The most visible symptoms of ARFID are similar to other eating disorders and include dramatic weight loss, lethargy, cold intolerance and digestive problems such as constipation, cramps or “upset stomach.” But unlike anorexia nervosa, ARFID isn’t characterized by a distorted body image or fear of weight gain, says Moore.

Food fears

Because children with ARFID often report gastrointestinal discomfort after eating, they may begin to fear foods that might bring on symptoms and be afraid of choking or vomiting. They may have little motivation to eat and claim to be full or suffering from a stomachache when mealtimes roll around. As the disorder progresses, children may whittle down their list of acceptable foods to a single type or texture, protesting if anything else touches their plate.

Without treatment, ARFID can persist into adulthood; one study found that more than 17 percent of adult women seeking treatment for gastrointestinal problems met at least some of the diagnostic criteria for ARFID. According to the National Eating Disorders Association (NEDA), ARFID can cause neurological and growth problems in children as the body slows its metabolic process to conserve energy. In extreme cases, nutritional deficiencies can result in fatal electrolyte imbalances or cardiac arrest.

Warning signs

Stalled growth and “falling off the weight chart” can be red flags for ARFID, especially when children also exhibit low energy, difficulty in concentrating, fears about food and disinterest in eating. But caregivers won’t always notice dramatic weight loss when their child has ARFID or another eating disorder, notes Moore.

In fact, changes in eating-related behavior without any change in weight should pique a parent’s interest, says Moore. “When children and teens show either an increase or decrease in their interest in food, or do things like hide food in their bedroom, and parents don’t notice any change in weight, that’s a time to become curious.”

If picky eating doesn’t resolve by the time a child enters grade school, becomes more extreme as children get older or seems to be affecting a child’s physical or mental health, an evaluation may be in order, says Weir. “Parents can start with their pediatrician and find additional resources and support from the Ellyn Satter Institute, the National Eating Disorders Association and THIRA Health, which specializes in eating disorder recovery.”

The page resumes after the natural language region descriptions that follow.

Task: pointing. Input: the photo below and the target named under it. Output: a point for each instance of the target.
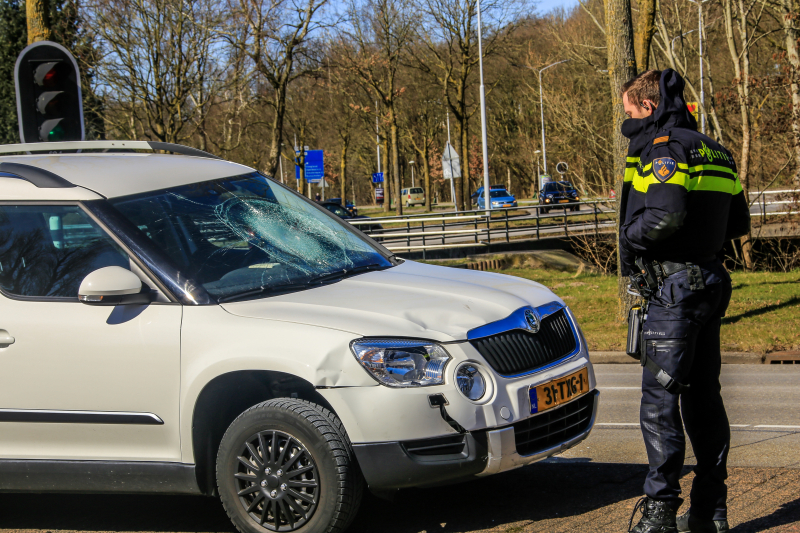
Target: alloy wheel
(277, 481)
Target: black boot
(657, 517)
(691, 524)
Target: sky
(547, 5)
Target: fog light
(471, 382)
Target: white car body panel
(132, 173)
(75, 357)
(408, 300)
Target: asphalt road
(591, 488)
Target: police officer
(682, 200)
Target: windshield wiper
(345, 272)
(332, 276)
(263, 290)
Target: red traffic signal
(49, 100)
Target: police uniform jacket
(681, 199)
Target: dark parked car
(559, 194)
(348, 205)
(343, 213)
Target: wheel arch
(227, 396)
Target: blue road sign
(314, 166)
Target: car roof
(115, 174)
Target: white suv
(182, 324)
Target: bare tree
(278, 42)
(380, 35)
(621, 68)
(38, 20)
(159, 73)
(451, 56)
(739, 16)
(789, 12)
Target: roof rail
(104, 145)
(44, 179)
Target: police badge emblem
(664, 168)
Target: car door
(80, 382)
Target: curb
(728, 358)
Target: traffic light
(49, 102)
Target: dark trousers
(681, 335)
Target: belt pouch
(634, 332)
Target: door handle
(5, 338)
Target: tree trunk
(37, 12)
(792, 34)
(277, 131)
(621, 68)
(741, 68)
(644, 33)
(387, 182)
(426, 174)
(345, 143)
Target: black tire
(322, 498)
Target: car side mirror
(112, 286)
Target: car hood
(408, 300)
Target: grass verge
(764, 314)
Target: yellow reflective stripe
(682, 166)
(700, 168)
(737, 186)
(697, 183)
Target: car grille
(517, 351)
(551, 428)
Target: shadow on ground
(550, 490)
(788, 513)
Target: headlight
(402, 362)
(470, 382)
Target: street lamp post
(541, 105)
(484, 140)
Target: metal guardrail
(441, 230)
(447, 230)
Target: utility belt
(648, 280)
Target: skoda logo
(532, 320)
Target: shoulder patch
(664, 168)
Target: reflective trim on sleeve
(630, 168)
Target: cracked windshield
(245, 236)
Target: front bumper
(396, 465)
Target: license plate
(558, 391)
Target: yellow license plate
(558, 391)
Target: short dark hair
(643, 87)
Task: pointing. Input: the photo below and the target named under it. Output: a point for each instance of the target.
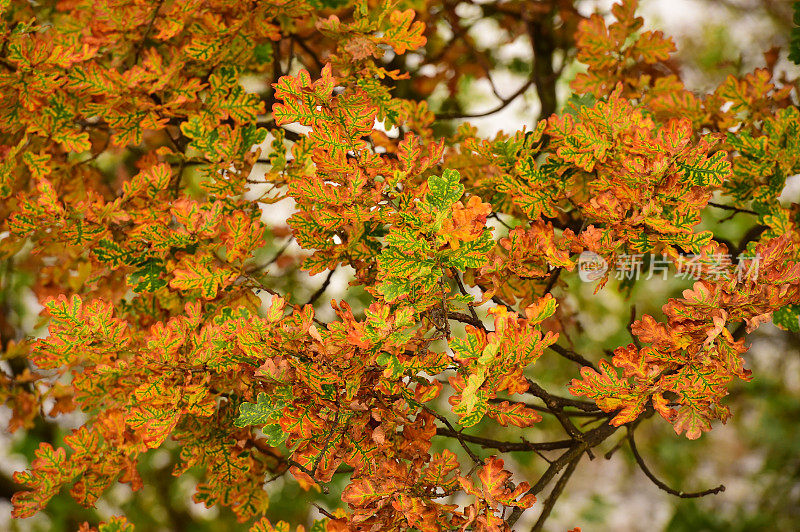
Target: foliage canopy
(144, 144)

Parents need support, too. Eating disorders like ARFID are not only developmentally dangerous for children, but extremely challenging for caregivers, says Moore. “Often, we’ll see that parents are doing a balancing act, making different meals for different family members while trying to manage extreme food preferences for one child. Because of the strain that an eating disorder places on everyone in the household, it’s important to seek out whole family healing.”

An integrated approach to treatment

THIRA Health’s therapeutic approach provides multifaceted, evidence-based and integrated treatment for eating disorders. While treatment for anxiety and depression — which are often the underlying causes for eating disorders — is rooted in Dialectical Behavior Therapy (DBT), THIRA’s comprehensive program emphasizes family therapy, nutrition rehabilitation and counseling, and family nutrition education and coaching. DBT is a proven treatment model designed to help clients learn and apply skills to manage their lives and emotional well-being more effectively. Through work in mindfulness, emotion regulation, distress tolerance and interpersonal effectiveness, clients can achieve lasting positive change.